Hoy comienza el juicio contra 17 personas acusadas de integrar una banda organizada especializada en el envío de drogas, sobre todo marihuana y hachís, a distintos países de Europa en paquetes que simulaban ser envíos de calzado.
La Fiscalía mantiene que durante el año 2018 los procesados configuraron el entramado de la banda, en la que cada uno ocupaba una función determinada, desde el cultivo de la droga, que se realizaba en naves o fincas, hasta la preparación y el transporte de envíos o la gestión de la empresa desde la que se efectuaban.

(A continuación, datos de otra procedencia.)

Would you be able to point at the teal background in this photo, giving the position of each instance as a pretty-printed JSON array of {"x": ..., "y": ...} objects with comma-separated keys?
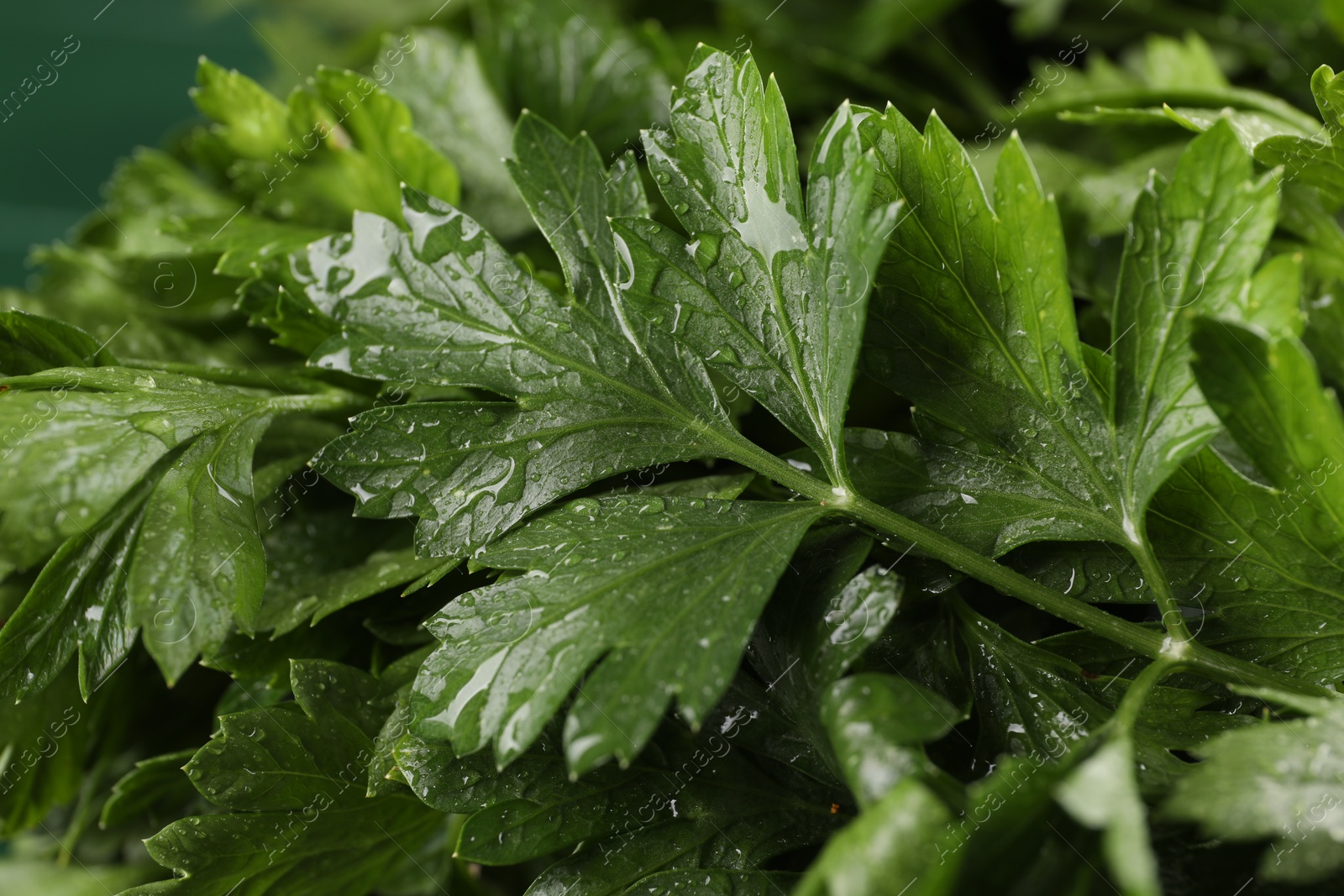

La investigación policial determinó que en diciembre de 2018 la organización realizó dos envíos de dos palets de mercancía a Suecia y a Alemania en los que los agentes localizaron cerca de 34 kilos de marihuana en cada uno de los envíos.
En total, la droga incautada en los lugares de cultivo y de envío o en las viviendas de los procesados se hubiera vendido por más de 300.000 euros en el mercado ilícito. En el registro a una de las viviendas, los agentes encontraron una pistola, para la que los propietarios no disponían de licencia.
La Fiscalía solicita penas que oscilan entre los 10 y los 11 años de prisión para los encausados por los delitos contra la salud pública y tenencia ilícita de armas.